One common source of frustration when monitoring gate traffic is online bot traffic from sources like search engines and AI scrapers. These can make it harder to see how many “real” users are seeing your changes. Statsig has bot filtering in place to remove known bots from your exposures data, meaning the exposure counts you see and any analytics you do will be clean. You won’t have to worry if the data you’re looking at is influenced by bots or real users. Bot filtering is done on all types of exposures data, not just feature flags. You can be sure that anytime you’re looking at analysis results for feature flags, holdouts, layers, and experiments bots have been filtered out. This ensures that you’re looking at results for real users and not web scrapers in your rollouts. For more on on Bot Filtering rollout, see the Statsig Blog. Once bot data is filtered from your exposures data, it will not be viewable in the Statsig console. We’re exploring how to better surface this information in the future. Please reach out via slack support if you have additional questions.

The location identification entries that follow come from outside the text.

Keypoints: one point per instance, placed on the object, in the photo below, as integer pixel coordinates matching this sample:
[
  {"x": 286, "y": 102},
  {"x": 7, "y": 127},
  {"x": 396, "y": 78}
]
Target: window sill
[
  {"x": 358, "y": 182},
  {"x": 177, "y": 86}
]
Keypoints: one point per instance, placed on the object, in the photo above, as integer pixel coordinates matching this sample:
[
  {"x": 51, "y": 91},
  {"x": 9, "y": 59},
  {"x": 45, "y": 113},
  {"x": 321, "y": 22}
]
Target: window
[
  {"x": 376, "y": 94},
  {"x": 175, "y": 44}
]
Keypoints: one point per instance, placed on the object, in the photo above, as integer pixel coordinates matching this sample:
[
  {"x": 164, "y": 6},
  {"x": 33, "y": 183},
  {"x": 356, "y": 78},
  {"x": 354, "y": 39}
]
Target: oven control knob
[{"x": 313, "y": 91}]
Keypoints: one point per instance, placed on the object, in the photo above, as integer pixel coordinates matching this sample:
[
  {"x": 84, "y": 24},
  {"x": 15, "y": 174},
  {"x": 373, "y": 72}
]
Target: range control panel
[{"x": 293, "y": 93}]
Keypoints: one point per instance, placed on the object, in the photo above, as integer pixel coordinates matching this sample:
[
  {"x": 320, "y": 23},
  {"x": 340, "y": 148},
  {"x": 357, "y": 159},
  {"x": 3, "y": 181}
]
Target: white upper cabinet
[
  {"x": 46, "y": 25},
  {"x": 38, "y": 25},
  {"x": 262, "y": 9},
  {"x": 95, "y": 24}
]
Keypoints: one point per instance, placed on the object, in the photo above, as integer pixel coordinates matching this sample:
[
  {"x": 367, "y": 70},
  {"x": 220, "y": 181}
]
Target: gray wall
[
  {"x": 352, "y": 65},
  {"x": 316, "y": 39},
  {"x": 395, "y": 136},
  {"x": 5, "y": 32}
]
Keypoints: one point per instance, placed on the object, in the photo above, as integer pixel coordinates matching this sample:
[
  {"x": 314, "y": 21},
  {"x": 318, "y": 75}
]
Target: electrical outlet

Controlling Gates and Experiments for Bots

By design, Statsig doesn’t block bots from getting your feature flags and experiments. We simply filter out their exposures from any analysis data and the count of exposures that you see in Pulse. There are no changes in the API or SDK results for bots, and they will be served configs and variants following your setup. You might, however, want to purposefully restrict what features bots see. For example, you’re testing a new homepage variant but you don’t want search engines to index it yet. In this case, there is an easy way to do so via Segments:
  1. Create a “Known Bots” Segment for your project: Create a new segment, ensuring that it will be a conditional segment.
    New conditional segment setup for capturing known bots
    Once created, add a new rule to the segment. Set Criteria to “Browser Name”. Leave Operator as “Any Of”. In the Values field, copy + paste the following string in its entirety. (There is a copy button to the right.) When pasting, Statsig console will take care of splitting the bots up into individual names.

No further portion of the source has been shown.